My lecturer gave us this as exercise. Prove that $\lim_{n\to\infty} 1/n^\alpha = 0$ for any $\alpha > 0$.(using Archimedean principle and definition of convergence)
For $\varepsilon >0$, there exists $M \in N$ such that $|\frac 1{n^\alpha} - 0 |< \varepsilon$. I don't know how to proceed from here, and when I should use the Archimedean property.
Thank you in advance!!
On
Attempt:
Let $\epsilon >0$ be given, and let
$M>0$, real, be such that $M>1/\epsilon.$
Archimedes :
There is a $n_0 \in \mathbb{Z^+}$ such that
$n_0 >M^{1/\alpha}.$
For $n \ge n_0:$
$|1/n^{\alpha}| \le |1/n_0^{\alpha}| \lt 1/M \lt \epsilon.$
Used: $f(x) = x^{\alpha}$ is an increasing function.
On
Can I try?
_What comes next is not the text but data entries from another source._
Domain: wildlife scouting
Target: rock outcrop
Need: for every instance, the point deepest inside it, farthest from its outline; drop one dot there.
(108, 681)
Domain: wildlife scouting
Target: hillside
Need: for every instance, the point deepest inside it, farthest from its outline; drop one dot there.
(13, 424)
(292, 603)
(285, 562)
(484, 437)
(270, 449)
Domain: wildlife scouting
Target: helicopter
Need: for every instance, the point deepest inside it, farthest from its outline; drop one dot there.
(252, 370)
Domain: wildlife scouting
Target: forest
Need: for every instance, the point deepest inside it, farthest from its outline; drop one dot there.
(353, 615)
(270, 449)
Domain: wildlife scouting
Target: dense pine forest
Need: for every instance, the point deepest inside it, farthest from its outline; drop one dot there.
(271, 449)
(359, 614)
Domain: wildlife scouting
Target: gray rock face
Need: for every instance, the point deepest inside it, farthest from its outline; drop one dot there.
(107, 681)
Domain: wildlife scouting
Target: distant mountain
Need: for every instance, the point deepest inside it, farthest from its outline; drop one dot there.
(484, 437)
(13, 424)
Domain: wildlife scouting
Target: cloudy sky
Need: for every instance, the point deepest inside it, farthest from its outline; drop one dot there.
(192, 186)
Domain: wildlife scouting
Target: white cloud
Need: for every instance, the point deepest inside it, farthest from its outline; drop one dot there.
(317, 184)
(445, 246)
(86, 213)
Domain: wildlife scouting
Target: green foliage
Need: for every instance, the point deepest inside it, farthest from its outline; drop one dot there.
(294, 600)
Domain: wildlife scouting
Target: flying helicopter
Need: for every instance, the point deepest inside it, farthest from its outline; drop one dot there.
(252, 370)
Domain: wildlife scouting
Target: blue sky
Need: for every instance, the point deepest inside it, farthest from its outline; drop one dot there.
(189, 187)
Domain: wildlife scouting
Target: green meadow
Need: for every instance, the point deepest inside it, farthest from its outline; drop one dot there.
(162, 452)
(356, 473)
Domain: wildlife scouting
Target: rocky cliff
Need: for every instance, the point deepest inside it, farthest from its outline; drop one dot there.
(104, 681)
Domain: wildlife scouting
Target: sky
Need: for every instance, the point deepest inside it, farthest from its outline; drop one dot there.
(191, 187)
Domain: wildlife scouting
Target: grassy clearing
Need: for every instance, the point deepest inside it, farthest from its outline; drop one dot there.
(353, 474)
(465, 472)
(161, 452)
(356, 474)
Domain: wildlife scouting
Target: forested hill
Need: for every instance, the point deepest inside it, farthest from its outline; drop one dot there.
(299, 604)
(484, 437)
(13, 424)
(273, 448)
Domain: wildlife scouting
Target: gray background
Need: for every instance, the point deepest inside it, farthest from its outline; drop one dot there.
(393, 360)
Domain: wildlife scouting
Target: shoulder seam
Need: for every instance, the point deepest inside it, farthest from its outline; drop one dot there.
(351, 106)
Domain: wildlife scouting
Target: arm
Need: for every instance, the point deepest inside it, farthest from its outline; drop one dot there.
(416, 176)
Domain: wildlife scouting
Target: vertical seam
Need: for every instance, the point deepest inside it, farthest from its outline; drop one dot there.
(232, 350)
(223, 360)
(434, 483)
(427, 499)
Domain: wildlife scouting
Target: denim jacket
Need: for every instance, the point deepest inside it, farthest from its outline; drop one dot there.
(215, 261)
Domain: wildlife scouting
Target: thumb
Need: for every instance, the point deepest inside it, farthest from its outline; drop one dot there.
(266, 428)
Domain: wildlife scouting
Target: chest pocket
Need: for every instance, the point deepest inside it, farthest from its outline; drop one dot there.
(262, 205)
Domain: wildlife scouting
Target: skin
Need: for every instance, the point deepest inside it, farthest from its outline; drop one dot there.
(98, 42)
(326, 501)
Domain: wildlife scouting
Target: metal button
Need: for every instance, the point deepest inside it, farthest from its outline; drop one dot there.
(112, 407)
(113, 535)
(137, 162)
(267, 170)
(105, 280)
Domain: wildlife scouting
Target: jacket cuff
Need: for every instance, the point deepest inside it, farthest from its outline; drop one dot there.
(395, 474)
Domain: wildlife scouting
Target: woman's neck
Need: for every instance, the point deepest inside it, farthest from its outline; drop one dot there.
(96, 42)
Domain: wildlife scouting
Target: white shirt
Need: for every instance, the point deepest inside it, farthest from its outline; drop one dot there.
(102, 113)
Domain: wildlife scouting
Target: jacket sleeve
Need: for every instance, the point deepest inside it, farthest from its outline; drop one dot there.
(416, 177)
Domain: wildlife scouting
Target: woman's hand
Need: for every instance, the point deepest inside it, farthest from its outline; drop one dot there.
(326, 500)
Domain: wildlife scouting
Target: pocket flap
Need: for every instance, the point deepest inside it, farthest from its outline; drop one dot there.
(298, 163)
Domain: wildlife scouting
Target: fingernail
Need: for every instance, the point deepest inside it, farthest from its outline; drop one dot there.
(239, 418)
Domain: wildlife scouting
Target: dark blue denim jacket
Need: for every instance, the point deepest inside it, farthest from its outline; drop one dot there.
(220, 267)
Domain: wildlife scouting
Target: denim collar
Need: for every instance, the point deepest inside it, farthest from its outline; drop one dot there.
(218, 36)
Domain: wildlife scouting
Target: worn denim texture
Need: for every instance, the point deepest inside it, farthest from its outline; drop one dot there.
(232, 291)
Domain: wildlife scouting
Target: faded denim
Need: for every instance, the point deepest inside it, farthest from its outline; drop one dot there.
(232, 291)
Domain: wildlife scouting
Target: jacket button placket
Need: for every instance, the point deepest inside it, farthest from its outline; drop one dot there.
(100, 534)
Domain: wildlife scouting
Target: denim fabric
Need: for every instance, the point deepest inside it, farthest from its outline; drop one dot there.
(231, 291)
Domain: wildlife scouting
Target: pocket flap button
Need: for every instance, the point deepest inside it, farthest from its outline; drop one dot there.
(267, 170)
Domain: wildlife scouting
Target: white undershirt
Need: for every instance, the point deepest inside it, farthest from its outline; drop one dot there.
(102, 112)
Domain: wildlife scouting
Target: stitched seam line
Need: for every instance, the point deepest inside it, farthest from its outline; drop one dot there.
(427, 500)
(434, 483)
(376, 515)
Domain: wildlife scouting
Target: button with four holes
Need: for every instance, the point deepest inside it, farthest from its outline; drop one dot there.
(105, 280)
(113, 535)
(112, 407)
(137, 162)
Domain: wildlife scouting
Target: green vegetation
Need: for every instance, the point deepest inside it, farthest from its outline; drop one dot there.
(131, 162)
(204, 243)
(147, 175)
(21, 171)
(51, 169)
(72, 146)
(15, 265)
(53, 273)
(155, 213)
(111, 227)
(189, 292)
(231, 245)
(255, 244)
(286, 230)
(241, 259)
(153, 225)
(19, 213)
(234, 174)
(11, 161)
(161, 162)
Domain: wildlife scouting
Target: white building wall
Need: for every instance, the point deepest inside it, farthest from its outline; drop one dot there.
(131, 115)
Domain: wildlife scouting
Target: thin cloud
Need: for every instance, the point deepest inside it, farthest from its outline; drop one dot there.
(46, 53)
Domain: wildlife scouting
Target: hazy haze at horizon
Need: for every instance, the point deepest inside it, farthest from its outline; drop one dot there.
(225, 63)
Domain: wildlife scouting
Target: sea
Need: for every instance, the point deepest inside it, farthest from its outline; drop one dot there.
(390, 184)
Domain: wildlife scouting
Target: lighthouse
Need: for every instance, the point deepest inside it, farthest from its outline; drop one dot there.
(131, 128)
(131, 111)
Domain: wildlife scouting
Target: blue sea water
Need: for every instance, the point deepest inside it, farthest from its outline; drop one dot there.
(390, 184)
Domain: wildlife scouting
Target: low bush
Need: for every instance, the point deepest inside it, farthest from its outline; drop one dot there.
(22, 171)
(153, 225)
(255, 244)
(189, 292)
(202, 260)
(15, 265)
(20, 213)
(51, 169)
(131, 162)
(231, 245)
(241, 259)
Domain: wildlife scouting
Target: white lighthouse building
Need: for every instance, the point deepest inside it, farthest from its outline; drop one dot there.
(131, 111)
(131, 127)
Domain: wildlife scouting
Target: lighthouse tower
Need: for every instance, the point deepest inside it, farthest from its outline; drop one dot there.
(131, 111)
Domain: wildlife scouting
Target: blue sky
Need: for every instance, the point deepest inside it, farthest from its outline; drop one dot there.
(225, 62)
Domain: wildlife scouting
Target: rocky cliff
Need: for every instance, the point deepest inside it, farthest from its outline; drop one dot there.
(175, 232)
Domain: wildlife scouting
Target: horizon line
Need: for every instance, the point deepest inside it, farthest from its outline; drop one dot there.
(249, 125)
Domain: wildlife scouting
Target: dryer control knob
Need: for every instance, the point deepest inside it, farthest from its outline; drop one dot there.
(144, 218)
Here's my attempt: Given $\varepsilon > 0$ by the Archimedean principle, $\exists N \in \mathbb{N}$, such that $0< \frac{1}{N} < \varepsilon$, and $\forall n \geq N \,\,, 0<\frac{1}{n} <\frac{1}{N} < \varepsilon $. Exponentiating with $\alpha > 0$, $0<(\frac{1}{n})^\alpha <(\frac{1}{N})^\alpha < (\varepsilon)^\alpha$. Since $\varepsilon$ was arbitrary, then we've shown that $\forall \varepsilon>0$, there exists $N \in \mathbb{N}$ such that $\forall n \geq N$, we have $|(\tfrac{1}{n})^\alpha -0|<\varepsilon$.
$|\frac 1{n^\alpha} - 0 |< \varepsilon \iff n> \frac{1}{\varepsilon^{1/ \alpha}}$.